The impact of these differences on models could translate into potentially important public health concerns, say the authors. They tested their theory by using analytical methods to show that, first, ignoring the incubation period or, second, assuming exponentially distributed incubation and infectious periods (when including the incubation period) always resulted in underestimating the basic reproductive ratio of an infection from outbreak data. They then illustrated these points by fitting epidemic models to data from an influenza outbreak. Their results suggested that within a strict management setting, epidemiological details could make a crucial difference.

Although previous studies have shown the importance of using realistic distributions of incubation and infectious periods in endemic disease models, few studies have considered the effects associated with making predictions for an emerging disease. Discrepancies between estimates of reproductive ratio from exponentially distributed and gamma-distributed fits confirm the need to have precise distributions of incubation and infectious periods. Although such data are available from post hoc analyses of epidemics, they are lacking for novel emerging infections.

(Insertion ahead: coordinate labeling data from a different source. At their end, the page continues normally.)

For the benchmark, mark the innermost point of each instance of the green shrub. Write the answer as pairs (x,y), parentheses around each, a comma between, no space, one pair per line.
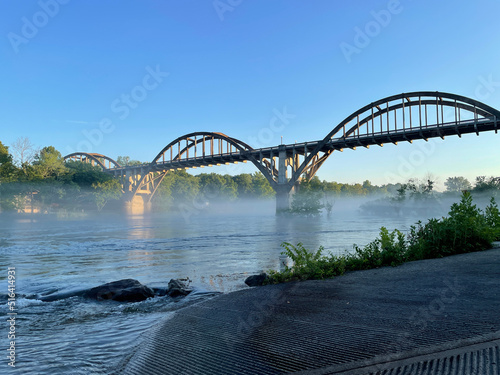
(466,229)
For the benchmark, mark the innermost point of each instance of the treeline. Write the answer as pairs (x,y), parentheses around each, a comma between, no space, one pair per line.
(44,182)
(40,180)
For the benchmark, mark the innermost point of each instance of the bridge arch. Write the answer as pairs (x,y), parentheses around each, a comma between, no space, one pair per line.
(402,117)
(102,161)
(214,147)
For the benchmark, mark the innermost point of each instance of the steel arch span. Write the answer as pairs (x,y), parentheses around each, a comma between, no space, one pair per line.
(399,118)
(202,149)
(102,161)
(403,117)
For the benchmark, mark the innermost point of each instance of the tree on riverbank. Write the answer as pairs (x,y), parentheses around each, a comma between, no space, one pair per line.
(465,229)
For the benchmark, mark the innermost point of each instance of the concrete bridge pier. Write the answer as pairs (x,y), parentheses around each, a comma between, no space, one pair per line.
(138,205)
(282,188)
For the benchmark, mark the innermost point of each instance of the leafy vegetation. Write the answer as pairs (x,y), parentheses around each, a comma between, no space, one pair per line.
(465,229)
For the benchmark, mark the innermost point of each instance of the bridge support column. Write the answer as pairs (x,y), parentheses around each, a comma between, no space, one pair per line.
(137,205)
(282,189)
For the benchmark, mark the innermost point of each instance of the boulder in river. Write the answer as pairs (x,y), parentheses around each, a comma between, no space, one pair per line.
(126,290)
(178,288)
(256,280)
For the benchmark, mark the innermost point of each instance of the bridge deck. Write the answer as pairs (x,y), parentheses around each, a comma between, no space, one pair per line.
(363,140)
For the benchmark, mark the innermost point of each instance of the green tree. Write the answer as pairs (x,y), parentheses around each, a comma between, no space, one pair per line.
(106,191)
(8,171)
(48,163)
(261,187)
(307,200)
(457,184)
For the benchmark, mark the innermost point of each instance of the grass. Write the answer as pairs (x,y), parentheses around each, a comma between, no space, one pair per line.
(465,229)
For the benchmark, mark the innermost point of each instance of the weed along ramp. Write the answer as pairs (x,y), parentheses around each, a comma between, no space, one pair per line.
(362,322)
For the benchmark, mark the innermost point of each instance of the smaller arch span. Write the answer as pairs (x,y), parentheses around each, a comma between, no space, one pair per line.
(103,161)
(190,144)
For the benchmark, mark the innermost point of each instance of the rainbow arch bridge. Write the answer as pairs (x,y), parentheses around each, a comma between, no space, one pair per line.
(399,118)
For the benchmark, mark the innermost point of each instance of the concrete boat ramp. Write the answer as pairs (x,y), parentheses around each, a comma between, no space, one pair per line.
(439,316)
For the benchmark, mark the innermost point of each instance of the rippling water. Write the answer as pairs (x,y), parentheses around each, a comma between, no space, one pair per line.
(216,251)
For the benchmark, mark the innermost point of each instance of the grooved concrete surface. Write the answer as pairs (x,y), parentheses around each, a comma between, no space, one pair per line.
(438,316)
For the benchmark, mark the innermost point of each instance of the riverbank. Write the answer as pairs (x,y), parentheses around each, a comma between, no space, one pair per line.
(431,312)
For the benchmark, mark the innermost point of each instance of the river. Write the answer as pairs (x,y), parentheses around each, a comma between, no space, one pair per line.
(216,249)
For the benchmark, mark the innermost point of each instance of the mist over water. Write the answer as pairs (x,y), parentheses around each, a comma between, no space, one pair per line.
(216,246)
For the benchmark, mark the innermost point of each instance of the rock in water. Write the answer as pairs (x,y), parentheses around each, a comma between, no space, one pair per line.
(256,280)
(127,290)
(177,288)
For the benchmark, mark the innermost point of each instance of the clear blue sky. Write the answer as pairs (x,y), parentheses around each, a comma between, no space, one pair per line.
(231,64)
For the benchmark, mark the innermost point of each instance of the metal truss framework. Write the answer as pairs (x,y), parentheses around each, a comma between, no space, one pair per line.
(398,118)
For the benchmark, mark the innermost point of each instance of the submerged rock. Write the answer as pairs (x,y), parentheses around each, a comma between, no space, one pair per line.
(126,290)
(178,288)
(256,280)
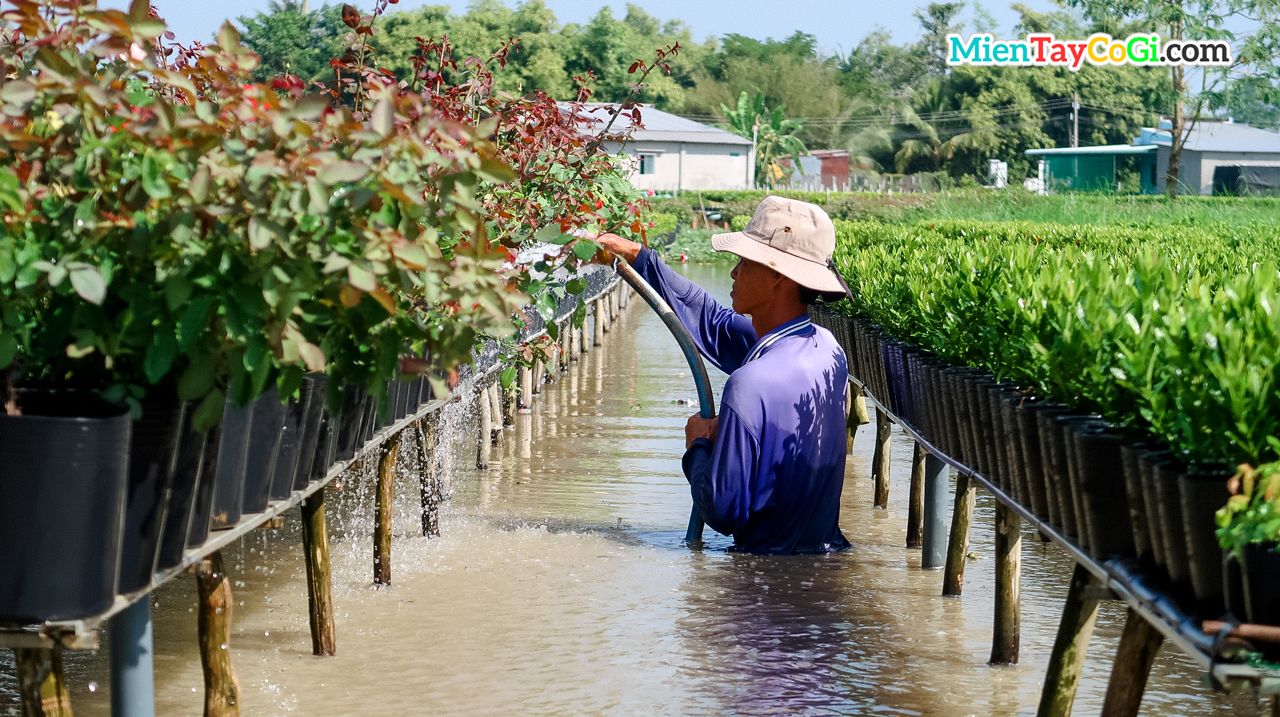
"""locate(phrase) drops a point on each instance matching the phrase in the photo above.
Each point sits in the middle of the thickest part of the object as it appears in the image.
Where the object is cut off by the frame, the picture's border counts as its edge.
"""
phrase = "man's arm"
(722, 475)
(722, 336)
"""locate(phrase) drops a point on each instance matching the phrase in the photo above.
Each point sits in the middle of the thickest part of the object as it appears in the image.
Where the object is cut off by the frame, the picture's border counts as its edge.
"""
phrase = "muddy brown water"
(560, 587)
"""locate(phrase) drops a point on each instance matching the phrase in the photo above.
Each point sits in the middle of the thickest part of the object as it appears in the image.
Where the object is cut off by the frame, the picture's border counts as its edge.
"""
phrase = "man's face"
(754, 286)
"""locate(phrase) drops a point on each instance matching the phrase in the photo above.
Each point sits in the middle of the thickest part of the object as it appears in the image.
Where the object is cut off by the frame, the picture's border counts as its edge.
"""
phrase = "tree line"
(895, 105)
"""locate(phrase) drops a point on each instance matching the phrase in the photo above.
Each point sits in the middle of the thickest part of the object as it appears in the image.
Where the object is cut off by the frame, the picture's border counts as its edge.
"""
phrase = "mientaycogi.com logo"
(1043, 50)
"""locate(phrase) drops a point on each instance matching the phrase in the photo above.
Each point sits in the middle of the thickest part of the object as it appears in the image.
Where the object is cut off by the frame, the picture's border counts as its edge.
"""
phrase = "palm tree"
(775, 137)
(932, 101)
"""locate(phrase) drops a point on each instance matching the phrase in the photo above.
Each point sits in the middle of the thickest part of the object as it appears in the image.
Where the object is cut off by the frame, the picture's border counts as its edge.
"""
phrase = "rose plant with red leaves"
(172, 225)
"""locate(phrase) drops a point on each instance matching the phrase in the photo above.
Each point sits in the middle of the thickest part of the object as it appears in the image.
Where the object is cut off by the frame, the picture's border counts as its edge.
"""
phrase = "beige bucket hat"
(791, 237)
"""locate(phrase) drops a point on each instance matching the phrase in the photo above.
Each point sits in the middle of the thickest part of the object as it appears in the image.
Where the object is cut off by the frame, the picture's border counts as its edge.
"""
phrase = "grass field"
(986, 205)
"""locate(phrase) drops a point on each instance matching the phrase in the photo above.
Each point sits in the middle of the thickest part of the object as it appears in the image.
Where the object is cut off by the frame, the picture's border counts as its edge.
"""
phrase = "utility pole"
(1075, 119)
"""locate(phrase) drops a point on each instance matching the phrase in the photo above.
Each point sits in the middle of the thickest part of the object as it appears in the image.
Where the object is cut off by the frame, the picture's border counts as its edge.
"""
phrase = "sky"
(839, 24)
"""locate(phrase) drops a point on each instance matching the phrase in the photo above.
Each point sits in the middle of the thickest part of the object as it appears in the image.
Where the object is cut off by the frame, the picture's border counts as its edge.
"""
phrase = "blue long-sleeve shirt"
(772, 478)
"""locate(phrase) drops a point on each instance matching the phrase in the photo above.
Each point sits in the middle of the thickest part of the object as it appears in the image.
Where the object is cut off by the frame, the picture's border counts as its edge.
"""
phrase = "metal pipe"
(702, 380)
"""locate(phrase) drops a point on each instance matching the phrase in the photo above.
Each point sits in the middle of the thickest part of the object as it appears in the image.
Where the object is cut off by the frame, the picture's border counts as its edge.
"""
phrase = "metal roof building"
(1212, 147)
(675, 154)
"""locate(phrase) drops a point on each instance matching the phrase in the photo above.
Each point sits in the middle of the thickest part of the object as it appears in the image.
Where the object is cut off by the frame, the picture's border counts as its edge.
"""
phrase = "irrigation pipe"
(705, 400)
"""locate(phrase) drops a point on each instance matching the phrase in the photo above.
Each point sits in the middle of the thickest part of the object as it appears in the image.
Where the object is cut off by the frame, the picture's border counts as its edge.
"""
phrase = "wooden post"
(958, 548)
(485, 429)
(383, 511)
(1009, 574)
(222, 688)
(494, 397)
(1073, 642)
(856, 416)
(933, 553)
(881, 459)
(315, 549)
(42, 683)
(526, 387)
(1134, 657)
(428, 483)
(915, 502)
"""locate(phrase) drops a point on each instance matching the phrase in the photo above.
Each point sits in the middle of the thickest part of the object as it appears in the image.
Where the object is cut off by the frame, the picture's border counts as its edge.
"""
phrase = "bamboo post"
(485, 429)
(494, 397)
(315, 549)
(958, 548)
(42, 683)
(383, 512)
(1009, 572)
(1073, 642)
(881, 459)
(133, 692)
(1134, 657)
(426, 482)
(222, 688)
(935, 549)
(915, 502)
(526, 387)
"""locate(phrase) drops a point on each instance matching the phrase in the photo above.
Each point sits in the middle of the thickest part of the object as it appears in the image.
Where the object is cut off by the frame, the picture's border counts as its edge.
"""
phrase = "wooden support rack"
(1112, 579)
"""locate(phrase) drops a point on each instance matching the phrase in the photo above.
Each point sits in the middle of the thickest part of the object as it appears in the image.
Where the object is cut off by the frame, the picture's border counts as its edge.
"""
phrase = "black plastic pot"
(152, 450)
(1134, 498)
(931, 402)
(293, 438)
(950, 420)
(65, 469)
(1233, 587)
(186, 491)
(264, 448)
(229, 474)
(327, 447)
(1147, 462)
(1036, 488)
(1203, 491)
(1004, 438)
(1104, 494)
(1054, 462)
(1262, 583)
(1066, 426)
(204, 503)
(1169, 498)
(312, 433)
(983, 435)
(350, 423)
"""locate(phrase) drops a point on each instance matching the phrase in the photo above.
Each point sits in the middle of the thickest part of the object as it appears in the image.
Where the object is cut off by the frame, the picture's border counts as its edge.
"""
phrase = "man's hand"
(617, 246)
(698, 428)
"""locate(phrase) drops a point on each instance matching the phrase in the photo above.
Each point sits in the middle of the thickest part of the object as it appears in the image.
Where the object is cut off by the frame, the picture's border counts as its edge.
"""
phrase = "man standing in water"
(769, 469)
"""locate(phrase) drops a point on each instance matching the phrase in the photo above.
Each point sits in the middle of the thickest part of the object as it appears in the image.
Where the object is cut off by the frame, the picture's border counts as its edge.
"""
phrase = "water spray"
(705, 400)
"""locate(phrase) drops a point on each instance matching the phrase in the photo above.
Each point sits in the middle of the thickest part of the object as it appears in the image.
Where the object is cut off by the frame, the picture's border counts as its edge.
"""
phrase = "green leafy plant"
(1252, 515)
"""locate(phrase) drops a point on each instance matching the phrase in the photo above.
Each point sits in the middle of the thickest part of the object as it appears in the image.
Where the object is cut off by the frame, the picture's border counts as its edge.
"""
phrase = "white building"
(1211, 145)
(673, 154)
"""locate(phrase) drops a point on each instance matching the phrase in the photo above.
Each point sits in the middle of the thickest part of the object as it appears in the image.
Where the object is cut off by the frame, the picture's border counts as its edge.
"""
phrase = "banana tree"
(773, 135)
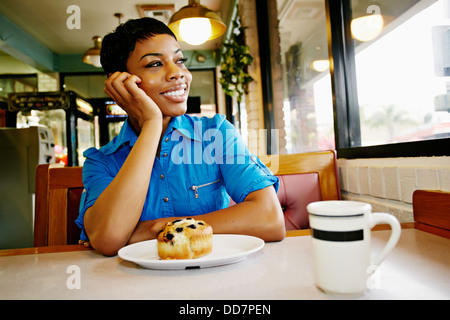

The key point is that uncertainty about these distributions should be incorporated into models when making quantitative predictions.

The take home message is that when developing models for public health use, policy makers need to pay attention to the intrinsic assumptions within classical models. The authors note that while some practitioners are using their approach, most applied epidemiological studies still use models that incorporate exponentially distributed incubation and infectious periods; the authors hope their work will point to the next steps in delivering quantitatively accurate epidemiological models.